After years of contemplating expansion options in Beijing, a unique site in a most fantastic area (by our standards) became available. Construction began in May 2014, with an opening scheduled for early 2015. This is an active construction site at the moment, so pictures and commentary will go up in a fairly delayed fashion.. But please stay tuned, and feel free to email us any questions or comments along the way.
The walls are now showing up on the new east building.
Mr. Guo surveying some of the work
Mrs. Guo helping to shovel
North-east building’s new private garden!
Laundry room is now up, behind the garden
View from above
So a decision has been finalized to remove our massive tree, but when this can happen must depend on the landlord’s connection with the city management. It is not so easy to take down a tree, legally.
In the meantime, trenches have now been dug around the area of the tree to lay both the foundation as well as the sewage system. Every few hours someone is asking us when the tree will be gone so they can continue with the foundation work on the other side.
A byproduct of this tree removal will also mean the enlargement of the ground floor indoor space (and thus the second floor terrace space as well). Of course the space must come from somewhere, and it will essentially mean a smaller central garden. No worries though, it is still going to be plenty nice, and green.
Foundation being put in, brick by brick
Our biggest setback yet has just occurred. Against all logic and that which we all consider sane, the landlord’s 27 year old son has unbeknownst to us peeled off a large 30cm tall ring of bark off our wonderfully tall tree. Starting this morning, nearly all the leaves have either dried up or fallen off. The place looks as though autumn has hit early. More likely we should do a heavy metals test in our water system to see if a high amount of mercury was the underlying seed of his amazing stupidity. Apparently he did this a month ago to help us ‘move’ the tree. So smart he is. The tree is only now beginning to show the effects of his actions.
What will we do? In our state of shock we had workers cover it with clay to at least seal it off from parasites. However, the damage is done and the likelihood of the tree recovering is almost certainly nil. If we don’t have any better ideas we will cut down this great 30 meter Chinese aspen and attempt to replace it with a 4-5 meter tall paulownia tree in the next few days. Not quite the same, but the new tree is a fast grower and at least looks a lot better than the aspen.
Better to be a forest than a tree. What loss one dead tree gives can hopefully be countered by the multitude of smaller trees we plan to plant in its place. Beyond the paulownia, we have plans for several smaller trees in the North courtyard and several of the gardens.

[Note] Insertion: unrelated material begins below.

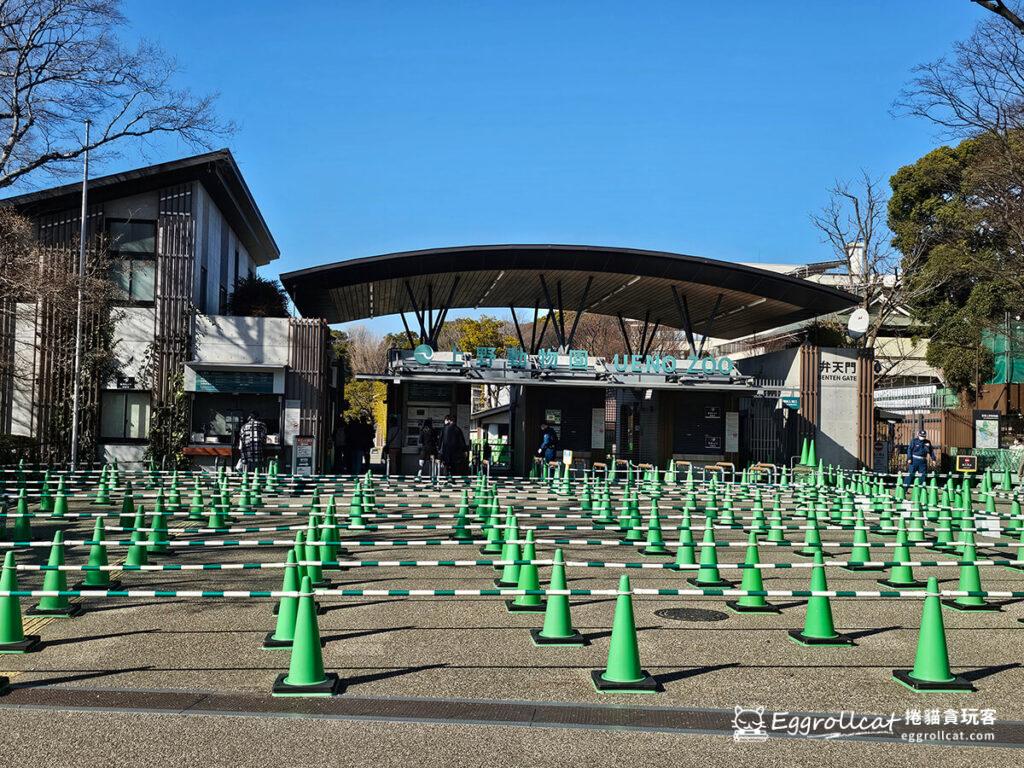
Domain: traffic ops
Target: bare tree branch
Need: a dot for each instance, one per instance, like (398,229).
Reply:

It will be green no matter what.
Inspecting the damage
Covering it with clay and doing a tree dance.
That was quick. Overnight the newest and best built building has fallen down. We now own a lot of red bricks which will certainly have a place in the new structure. All that remains to be done with the old building is level the base of the southern half of the property by 0.5 meters and take apart the south-west room. Once that is done, we can pull down the fake outer wall, taking with it the neighbouring restaurant’s micro-warehouse. We are leaving that until the last moment for ultimate surprise effect.
For now, revel in vast openness of The Orchid and the awesome destruction which has taken place in less than one week.
There once was a building here. Now the wall supports all the electrical boxes until we learn where else to put them..
Youngcall and Siu Ming standing in the future garden along the southern edge
This yellow wall and doors is all that keeps the restaurant staff at bay. Since we left the door open for a few minutes a couple of old dishwashers have wandered in to watch. 25 meters beyond the door is the main road.
In the blink of an eye, the entire mid-section of zijianfang, the junky and poorly constructed buildings not actually registered on the title deed have disappeared. In their place are one giant pile of bricks, old fully greased-up kitchen finishings, worthless nicknacks sitting in center of the yard, and four whole truckloads lying either in the main hutong road or by now trucked far outside the city.
Still one and a half destruction jobs to go. The city is going through some political changes this week as two of the wealthier inner-city districts eat up two of the poorer ones while all the heads of these new mega districts get replaced. As a result, three days of special inspections are taking place, which will prevent people like us from moving rubble outside our property until each evening. It isn’t supposed to make much sense, but maybe it is supposed to slow us down.
Still — hopefully by Monday we will cross the bridge towards bringing bricks in, rather than out.